Können wir jenseits der Geburt ein besseres Befinden des Kindes erhoffen? Dies sind die Erwartungen Alfred Tomatis’. Tatsächlich erleichtert die unter dem Elektronischen Ohr erlebte Schwangerschaft die Kommunikation Mutter/Fötus, begünstigt also das Verlangen zu kommunizieren dieses Fötus, der Kind, Jugendlicher wird… Daher ein besseres Erwachen, eine gute psychomotorische Entwicklung, eine bessere Sozialisierung. Wir stellen uns die Schwierigkeiten vor, die zu überwinden sind, um eine longitudinale Studie zu erstellen, die es erlaubt, objektive Ergebnisse zu erhalten, doch werden wir mit mehr Abstand eines Tages auf diese Frage antworten können?

3 - Mittel

Die Grundprinzipien des Elektronischen Ohrs bleiben dieselben. Durch ein Wippsystem wird es eine doppelte Arbeit am Ohr verwirklichen, um das aktive Zuhören zu optimieren. Das Gerät sichert im Lauf der Sitzungen:

  • Eine bessere Vertikalität: der Körper wird auf das Zuhören eingestellt.

  • Eine Verringerung der Latenzzeit, um das Ohr für die Klänge zu öffnen.

Die gefilterten Klänge (hoch und mittel) werden dazu beitragen, die Muskeln des Hammers und des Steigbügels arbeiten zu lassen, um das Trommelfell zu spannen… Durch eine auditive Lateralisierung nach rechts erlaubt man die Verbesserung der Statik (Kontrolle des Gleichgewichts) sowie eine Beherrschung der Sprache.

  • Wippe Knochen-Luftleitung.

  • Lateralisierung — rechtes Ohr.

  • Filterung.

Drei Säulen der Methode Alfred Tomatis zur Verbesserung der Stimme der Mutter.

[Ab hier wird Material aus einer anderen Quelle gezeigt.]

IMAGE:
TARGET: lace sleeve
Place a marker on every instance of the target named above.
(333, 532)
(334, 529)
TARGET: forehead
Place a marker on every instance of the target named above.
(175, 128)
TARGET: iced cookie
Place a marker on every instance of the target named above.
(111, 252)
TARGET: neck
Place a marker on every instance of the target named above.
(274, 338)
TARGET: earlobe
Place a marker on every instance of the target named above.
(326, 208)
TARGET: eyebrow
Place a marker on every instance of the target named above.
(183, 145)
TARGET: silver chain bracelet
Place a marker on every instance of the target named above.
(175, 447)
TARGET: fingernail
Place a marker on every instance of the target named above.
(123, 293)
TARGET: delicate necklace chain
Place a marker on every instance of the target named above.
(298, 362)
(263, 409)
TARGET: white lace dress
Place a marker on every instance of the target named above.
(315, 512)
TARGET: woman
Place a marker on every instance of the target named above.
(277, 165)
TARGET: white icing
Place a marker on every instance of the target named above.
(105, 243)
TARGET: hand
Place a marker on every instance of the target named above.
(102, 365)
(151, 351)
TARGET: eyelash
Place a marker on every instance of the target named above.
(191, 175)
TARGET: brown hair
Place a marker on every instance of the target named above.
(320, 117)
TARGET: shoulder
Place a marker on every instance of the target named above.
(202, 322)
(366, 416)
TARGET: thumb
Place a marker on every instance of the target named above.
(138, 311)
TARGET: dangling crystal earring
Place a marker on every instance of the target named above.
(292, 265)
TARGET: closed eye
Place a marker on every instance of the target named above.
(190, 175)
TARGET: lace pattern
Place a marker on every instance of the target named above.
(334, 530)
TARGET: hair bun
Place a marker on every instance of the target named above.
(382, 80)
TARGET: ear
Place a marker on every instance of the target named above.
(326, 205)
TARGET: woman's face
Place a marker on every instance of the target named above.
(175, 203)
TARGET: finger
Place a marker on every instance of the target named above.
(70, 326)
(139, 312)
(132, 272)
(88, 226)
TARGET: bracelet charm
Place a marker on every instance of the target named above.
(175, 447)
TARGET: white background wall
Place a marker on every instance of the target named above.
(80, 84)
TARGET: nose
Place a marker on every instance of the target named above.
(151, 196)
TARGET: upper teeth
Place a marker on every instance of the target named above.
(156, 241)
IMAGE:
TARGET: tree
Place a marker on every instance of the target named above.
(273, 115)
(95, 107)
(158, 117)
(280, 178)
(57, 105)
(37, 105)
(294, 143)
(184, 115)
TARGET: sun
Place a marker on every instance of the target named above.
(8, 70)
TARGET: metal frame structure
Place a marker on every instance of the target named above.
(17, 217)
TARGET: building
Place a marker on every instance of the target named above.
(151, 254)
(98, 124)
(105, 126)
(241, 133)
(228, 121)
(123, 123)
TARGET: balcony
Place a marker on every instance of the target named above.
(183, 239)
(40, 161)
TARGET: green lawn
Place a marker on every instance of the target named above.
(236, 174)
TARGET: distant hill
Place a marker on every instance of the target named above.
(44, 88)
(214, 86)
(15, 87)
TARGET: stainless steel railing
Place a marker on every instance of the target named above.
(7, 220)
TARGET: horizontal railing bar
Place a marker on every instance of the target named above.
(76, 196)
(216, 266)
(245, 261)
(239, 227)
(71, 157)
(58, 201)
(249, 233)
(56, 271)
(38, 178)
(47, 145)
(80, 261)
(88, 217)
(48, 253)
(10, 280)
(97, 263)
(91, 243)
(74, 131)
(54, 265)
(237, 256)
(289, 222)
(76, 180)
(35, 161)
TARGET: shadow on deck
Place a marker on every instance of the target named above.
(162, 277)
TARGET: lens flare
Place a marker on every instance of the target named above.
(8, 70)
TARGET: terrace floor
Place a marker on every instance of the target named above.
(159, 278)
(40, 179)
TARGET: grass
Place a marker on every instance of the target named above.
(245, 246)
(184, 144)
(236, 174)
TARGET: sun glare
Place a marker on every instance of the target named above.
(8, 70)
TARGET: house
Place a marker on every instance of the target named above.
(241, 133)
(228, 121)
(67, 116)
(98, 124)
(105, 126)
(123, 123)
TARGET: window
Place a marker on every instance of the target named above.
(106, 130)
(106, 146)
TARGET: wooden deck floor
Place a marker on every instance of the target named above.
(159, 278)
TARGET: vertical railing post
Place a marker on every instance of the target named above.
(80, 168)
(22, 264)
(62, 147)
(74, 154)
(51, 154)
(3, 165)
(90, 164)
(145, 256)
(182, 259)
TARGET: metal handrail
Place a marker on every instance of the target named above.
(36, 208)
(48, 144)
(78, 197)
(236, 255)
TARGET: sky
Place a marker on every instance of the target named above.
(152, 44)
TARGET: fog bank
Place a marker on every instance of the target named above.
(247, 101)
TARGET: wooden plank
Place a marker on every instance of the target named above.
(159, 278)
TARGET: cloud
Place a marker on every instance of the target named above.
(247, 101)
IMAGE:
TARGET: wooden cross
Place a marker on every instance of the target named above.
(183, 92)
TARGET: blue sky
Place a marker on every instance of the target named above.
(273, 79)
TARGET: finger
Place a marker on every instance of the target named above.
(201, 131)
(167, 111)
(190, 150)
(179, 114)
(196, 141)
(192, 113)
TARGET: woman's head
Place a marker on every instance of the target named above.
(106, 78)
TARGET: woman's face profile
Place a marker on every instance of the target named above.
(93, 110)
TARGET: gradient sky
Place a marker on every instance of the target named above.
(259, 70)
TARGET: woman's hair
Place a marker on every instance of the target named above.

4 - Bedeutung der mütterlichen Stimme in der klanglichen Umgebung des Fötus

Wir hatten bereits Gelegenheit, die mütterliche Stimme zu erwähnen. Wir erlauben uns, darauf zurückzukommen, um einige Informationen beizutragen. Sie stammen auch hier aus den Arbeiten Alfred Tomatis'.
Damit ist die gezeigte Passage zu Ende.